# "Russian rifle disarm"...



## Zero (Feb 14, 2014)

OK, so you can just skip through to 1:30 on the clip to learn what most of us have hopefully already mastered in their weapons training - but do feel free to watch the whole crazy clip on how it's all done in Mother Russia.


----------



## Zero (Feb 20, 2014)

If there are any Moderators out there or anyone with a semblance of IT proficiency, unlike my good self, could someone please copy this thread to the Rifle Range forum?  As I would realy like an answer if possible on what that second kick is doing, it's bothered my layman senses a bit as I can't figure out.


----------



## Native (Feb 20, 2014)

Pretty sure he's pushing back the action to eject the round already in the chamber. On that rifle it's a lever that is pulled toward the operator.


----------



## Zero (Feb 20, 2014)

Native said:


> Pretty sure he's pushing back the action to eject the round already in the chamber. On that rifle it's a lever that is pulled toward the operator.

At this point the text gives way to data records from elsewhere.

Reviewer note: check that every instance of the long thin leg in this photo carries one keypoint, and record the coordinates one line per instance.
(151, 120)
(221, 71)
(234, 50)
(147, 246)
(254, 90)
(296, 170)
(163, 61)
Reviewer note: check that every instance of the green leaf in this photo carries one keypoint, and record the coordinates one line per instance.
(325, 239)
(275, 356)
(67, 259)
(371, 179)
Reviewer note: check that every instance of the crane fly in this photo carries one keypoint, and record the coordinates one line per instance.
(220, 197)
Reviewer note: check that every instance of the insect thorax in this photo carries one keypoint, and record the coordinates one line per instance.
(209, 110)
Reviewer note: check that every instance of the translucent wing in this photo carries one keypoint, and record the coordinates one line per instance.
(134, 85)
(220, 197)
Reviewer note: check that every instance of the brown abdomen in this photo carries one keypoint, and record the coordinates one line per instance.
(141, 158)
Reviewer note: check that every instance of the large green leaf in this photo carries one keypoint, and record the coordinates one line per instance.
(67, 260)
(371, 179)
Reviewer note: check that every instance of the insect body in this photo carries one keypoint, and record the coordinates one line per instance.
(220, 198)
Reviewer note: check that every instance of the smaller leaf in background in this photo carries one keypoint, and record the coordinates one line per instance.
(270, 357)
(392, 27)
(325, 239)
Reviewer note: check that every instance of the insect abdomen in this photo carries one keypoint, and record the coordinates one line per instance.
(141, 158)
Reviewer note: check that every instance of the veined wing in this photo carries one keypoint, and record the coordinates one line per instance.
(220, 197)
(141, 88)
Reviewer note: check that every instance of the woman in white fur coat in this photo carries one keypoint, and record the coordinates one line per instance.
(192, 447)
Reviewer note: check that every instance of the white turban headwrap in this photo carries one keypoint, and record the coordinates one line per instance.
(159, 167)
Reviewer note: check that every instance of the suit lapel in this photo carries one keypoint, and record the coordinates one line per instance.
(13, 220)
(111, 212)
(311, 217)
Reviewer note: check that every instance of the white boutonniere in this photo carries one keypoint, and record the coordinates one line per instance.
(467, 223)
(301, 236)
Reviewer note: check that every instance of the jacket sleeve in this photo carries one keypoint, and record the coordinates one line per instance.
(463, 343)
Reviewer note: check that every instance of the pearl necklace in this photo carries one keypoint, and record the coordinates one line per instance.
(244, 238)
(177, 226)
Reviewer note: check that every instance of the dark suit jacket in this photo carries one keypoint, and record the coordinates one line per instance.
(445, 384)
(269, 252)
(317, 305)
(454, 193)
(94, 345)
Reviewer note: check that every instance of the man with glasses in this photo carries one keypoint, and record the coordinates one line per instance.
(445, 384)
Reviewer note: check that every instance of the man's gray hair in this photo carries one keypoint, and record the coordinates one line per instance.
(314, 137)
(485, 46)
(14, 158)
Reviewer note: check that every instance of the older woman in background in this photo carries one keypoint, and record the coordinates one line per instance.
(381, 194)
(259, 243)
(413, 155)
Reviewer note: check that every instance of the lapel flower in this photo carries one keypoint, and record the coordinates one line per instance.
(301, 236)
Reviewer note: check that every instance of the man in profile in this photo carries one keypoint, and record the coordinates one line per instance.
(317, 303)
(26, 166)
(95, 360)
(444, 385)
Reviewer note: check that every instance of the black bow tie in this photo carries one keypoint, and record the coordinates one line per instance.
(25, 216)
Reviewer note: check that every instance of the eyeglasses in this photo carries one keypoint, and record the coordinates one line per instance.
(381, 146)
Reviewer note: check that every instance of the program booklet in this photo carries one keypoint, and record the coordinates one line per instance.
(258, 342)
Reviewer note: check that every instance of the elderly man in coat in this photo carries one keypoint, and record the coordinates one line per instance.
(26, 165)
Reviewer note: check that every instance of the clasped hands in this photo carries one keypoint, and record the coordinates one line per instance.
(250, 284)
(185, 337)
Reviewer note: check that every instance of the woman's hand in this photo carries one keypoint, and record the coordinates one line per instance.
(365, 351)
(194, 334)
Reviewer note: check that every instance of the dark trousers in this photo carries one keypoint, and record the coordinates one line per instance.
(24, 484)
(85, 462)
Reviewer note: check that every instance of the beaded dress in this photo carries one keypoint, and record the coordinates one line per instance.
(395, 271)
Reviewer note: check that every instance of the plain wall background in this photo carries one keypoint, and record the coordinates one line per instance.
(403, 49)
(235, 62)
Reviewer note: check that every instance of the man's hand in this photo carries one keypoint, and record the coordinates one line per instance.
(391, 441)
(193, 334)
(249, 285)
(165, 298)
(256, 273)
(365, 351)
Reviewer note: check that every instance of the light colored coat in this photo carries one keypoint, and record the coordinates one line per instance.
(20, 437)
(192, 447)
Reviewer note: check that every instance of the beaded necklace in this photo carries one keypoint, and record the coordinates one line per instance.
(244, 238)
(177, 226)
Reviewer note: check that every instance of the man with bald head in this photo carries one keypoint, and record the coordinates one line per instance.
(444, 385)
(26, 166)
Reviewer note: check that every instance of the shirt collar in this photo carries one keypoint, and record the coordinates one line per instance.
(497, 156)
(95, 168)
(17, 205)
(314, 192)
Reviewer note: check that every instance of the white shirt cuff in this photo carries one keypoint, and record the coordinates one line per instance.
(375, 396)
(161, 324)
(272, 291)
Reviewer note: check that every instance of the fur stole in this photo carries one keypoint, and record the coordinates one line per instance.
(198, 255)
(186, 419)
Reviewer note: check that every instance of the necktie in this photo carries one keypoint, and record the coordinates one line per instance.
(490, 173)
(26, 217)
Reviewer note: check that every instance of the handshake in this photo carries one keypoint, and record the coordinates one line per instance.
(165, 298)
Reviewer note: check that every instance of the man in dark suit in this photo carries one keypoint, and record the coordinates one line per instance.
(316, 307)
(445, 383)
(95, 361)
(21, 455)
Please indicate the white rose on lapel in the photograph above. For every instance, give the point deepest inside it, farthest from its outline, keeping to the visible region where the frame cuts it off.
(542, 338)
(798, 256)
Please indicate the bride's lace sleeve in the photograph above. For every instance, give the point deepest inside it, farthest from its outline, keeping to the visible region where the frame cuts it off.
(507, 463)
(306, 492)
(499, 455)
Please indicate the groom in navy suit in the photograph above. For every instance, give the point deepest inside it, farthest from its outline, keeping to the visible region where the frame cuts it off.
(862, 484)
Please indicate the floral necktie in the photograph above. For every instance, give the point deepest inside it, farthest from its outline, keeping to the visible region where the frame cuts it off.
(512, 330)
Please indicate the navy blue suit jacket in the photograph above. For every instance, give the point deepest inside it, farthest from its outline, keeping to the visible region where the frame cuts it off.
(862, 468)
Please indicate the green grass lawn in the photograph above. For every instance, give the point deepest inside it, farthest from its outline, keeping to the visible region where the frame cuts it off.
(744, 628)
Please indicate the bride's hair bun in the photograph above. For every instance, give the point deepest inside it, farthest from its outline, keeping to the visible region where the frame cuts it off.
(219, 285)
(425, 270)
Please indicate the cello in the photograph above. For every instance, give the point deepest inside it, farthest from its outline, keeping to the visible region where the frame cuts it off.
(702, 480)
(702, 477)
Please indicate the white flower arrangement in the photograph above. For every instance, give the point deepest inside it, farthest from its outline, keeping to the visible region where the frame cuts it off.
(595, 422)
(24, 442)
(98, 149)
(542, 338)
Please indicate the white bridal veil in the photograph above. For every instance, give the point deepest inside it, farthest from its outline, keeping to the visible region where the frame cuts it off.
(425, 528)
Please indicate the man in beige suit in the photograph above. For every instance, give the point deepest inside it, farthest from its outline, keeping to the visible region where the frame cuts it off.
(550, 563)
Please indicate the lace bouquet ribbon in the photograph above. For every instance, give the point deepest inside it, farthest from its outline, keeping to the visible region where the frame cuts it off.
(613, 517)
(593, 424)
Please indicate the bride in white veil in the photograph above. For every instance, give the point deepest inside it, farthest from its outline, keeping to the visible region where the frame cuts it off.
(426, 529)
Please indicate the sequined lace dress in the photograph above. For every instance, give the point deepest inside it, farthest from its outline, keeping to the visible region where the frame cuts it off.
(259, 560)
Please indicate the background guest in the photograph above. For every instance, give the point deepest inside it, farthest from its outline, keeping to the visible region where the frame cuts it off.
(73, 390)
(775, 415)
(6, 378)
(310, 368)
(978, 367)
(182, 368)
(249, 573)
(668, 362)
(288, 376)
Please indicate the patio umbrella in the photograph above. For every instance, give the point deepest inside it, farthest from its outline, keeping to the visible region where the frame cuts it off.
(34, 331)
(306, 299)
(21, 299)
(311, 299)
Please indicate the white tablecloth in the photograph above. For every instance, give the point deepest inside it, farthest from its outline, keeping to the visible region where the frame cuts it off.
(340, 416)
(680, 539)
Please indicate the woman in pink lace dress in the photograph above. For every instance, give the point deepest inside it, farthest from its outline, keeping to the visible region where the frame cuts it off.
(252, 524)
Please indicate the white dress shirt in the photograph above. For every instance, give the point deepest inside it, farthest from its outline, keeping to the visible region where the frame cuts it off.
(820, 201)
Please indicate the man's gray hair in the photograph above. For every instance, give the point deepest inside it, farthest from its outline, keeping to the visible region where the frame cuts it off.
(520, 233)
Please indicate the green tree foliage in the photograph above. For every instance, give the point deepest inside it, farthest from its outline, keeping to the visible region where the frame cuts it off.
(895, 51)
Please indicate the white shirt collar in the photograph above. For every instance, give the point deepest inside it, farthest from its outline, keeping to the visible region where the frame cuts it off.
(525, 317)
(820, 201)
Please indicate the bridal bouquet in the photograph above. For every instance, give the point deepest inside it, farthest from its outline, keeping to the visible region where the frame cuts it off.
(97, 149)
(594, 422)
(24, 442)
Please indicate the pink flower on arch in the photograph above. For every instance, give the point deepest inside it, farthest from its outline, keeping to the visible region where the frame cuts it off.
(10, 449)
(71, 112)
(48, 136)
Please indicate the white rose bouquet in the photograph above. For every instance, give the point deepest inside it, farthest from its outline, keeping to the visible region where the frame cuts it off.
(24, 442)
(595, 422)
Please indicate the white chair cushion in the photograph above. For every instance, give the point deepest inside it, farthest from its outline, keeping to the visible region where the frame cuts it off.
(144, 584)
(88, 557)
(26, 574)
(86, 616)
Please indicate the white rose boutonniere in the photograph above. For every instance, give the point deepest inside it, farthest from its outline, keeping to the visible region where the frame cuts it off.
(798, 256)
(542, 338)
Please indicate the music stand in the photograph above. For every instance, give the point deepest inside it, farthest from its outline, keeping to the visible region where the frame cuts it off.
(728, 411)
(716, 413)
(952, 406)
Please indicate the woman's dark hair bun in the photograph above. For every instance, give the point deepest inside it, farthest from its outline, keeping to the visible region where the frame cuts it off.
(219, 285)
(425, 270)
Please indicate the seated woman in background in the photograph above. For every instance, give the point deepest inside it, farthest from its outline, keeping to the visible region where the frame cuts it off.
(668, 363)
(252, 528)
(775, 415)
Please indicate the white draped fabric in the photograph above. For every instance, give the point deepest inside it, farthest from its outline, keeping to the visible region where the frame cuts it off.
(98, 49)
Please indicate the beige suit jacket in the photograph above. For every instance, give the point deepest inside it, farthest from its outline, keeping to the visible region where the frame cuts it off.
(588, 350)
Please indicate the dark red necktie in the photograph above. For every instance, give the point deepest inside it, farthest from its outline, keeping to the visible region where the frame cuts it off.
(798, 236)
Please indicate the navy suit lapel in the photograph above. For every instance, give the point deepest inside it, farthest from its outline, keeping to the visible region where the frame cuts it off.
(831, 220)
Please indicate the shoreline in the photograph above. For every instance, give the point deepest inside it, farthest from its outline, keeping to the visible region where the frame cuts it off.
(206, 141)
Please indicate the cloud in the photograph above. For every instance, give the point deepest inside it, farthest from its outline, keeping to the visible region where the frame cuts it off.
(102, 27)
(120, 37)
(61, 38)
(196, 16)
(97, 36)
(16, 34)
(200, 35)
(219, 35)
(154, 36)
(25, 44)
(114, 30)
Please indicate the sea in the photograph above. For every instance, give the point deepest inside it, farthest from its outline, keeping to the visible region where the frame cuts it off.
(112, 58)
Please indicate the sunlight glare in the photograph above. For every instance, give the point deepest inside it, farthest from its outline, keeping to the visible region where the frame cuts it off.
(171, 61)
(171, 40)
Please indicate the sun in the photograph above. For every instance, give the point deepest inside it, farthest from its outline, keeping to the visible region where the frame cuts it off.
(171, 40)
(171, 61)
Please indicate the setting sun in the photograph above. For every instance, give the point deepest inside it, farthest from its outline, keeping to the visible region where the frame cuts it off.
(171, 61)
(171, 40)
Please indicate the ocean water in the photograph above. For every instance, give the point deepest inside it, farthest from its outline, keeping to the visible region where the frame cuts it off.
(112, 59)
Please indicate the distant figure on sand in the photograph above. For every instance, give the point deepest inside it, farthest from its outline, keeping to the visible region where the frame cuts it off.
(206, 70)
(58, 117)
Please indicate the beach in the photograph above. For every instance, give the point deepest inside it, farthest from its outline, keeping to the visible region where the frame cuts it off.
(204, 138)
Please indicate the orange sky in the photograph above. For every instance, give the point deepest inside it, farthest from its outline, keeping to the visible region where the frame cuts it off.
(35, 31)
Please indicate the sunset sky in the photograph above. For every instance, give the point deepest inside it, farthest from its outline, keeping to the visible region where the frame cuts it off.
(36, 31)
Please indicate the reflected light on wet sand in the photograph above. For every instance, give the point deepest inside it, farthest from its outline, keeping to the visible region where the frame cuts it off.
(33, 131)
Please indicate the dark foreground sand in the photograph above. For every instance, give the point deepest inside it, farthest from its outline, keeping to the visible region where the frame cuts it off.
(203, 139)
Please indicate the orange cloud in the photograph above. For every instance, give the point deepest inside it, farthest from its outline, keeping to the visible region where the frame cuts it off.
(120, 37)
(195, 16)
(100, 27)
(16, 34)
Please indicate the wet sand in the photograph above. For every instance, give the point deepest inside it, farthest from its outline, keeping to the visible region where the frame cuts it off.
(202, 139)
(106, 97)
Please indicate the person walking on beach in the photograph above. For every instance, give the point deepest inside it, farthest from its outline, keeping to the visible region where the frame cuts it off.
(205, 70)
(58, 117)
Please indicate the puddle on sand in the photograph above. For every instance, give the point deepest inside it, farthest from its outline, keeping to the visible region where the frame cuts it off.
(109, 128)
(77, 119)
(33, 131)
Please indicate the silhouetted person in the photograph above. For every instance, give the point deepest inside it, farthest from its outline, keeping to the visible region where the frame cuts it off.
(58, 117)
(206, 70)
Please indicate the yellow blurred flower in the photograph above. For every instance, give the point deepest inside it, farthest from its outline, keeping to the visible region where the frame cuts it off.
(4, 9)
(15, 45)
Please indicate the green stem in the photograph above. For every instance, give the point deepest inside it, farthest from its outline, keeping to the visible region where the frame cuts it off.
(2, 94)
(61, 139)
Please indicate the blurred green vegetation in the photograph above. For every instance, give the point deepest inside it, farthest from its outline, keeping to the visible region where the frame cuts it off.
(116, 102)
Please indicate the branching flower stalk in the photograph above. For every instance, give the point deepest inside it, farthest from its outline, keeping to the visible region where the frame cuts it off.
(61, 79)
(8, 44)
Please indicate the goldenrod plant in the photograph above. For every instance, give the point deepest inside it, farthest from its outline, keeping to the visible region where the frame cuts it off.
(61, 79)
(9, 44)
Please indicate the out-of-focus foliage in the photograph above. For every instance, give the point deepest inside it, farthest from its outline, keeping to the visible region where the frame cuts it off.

Now that's what I intially thought but then another member pointed out the slide (action) should be on the _*right *_- normally (yes?). Whereas he is kicking a horizontal lever/slide on the left side of the gun.
I know some AK models have a selector switch also on the left tp ut into safe/auto but am not sure if any AK is produced with a slide/action on the left side - why would you create a mass produciton gun with action on left?   
Being left handed, have spent years faced with this regarding levers on rifles.   Also, and you may not catch it on the quality of the clip but I couldn't see any shell ejected when he does that second kick.

You may be right Native - I can't see how you wouldn't be - but I am not sure...


----------



## Native (Feb 20, 2014)

Good point about it being on the left. Though it does look like he has a significant forward "push" motion that really looks like it's the action lever. The AK's I've shot do have a safety switch on the left, but I believe to switch that to a "Safe" position you would have to move it from a 6 o'clock to a 9 o'clock position, ie away from the operator.

I'm going with a left handed AK


----------



## KydeX (Feb 20, 2014)

Check my answer in the other thread.


----------



## Zero (Feb 21, 2014)

Yes, Kydex seems to have authority that LH AK are produced, so it is simply a left handed one.


----------